Isso não significa concordar com tudo, falar de maneira artificial ou permitir comportamentos inadequados. É possível corrigir, recusar, estabelecer consequências e proteger limites sem desumanizar a outra pessoa.

Os quatro elementos da CNV

A proposta costuma ser organizada em quatro elementos:

  1. Observação
  2. Sentimento
  3. Necessidade
  4. Pedido

Eles não formam uma fórmula rígida nem precisam aparecer mecanicamente em todas as frases. Funcionam como um caminho para organizar o pensamento antes de conversar.

1. Observar sem julgar

Observar significa descrever o que aconteceu de maneira específica, evitando interpretar a personalidade ou as intenções da pessoa.

Compare:

“Você é irresponsável.”

Essa frase apresenta um julgamento.

“Você não entregou as duas últimas atividades na data combinada.”

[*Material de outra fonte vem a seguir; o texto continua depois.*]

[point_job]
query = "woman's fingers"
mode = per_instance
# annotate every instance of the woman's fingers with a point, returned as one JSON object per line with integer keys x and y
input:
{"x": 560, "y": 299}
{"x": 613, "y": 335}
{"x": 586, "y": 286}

Aqui existe uma descrição concreta do comportamento.

Outros exemplos:

Julgamento:
“Essa turma é impossível.”

Observação:
“Durante a explicação, cinco estudantes continuaram conversando.”

Julgamento:
“Você não se importa comigo.”

Observação:
“Nas duas últimas vezes em que tentei conversar, você continuou usando o celular.”

Julgamento:
“Ele é agressivo.”

Observação:
“Ele empurrou o colega e jogou o material no chão.”

Quando descrevemos o fato, aumentamos a possibilidade de que a pessoa compreenda do que estamos falando. Quando atacamos sua identidade, é mais provável que ela tente se defender.

Observar sem julgar não significa fingir que tudo é aceitável. Significa começar a conversa com clareza.

2. Reconhecer os sentimentos

O segundo elemento é identificar o que sentimos diante da situação.

Podemos sentir:

  • Medo
  • Tristeza
  • Irritação
  • Frustração
  • Vergonha
  • Ansiedade
  • Preocupação
  • Confusão
  • Alívio
  • Alegria
  • Segurança
  • Esperança

Reconhecer sentimentos ajuda a compreender o impacto da experiência. Entretanto, algumas frases que parecem expressar sentimentos são, na verdade, interpretações sobre o comportamento do outro.

Por exemplo:

“Eu sinto que você não me respeita.”

“Não me respeita” é uma avaliação. Uma forma mais precisa seria:

“Quando fui interrompida, senti irritação e frustração.”

Também é importante evitar transformar o sentimento em acusação:

“Você me fez sentir assim.”

As atitudes das pessoas podem desencadear emoções, mas nossos sentimentos também se relacionam com nossa história, nossas expectativas e nossas necessidades.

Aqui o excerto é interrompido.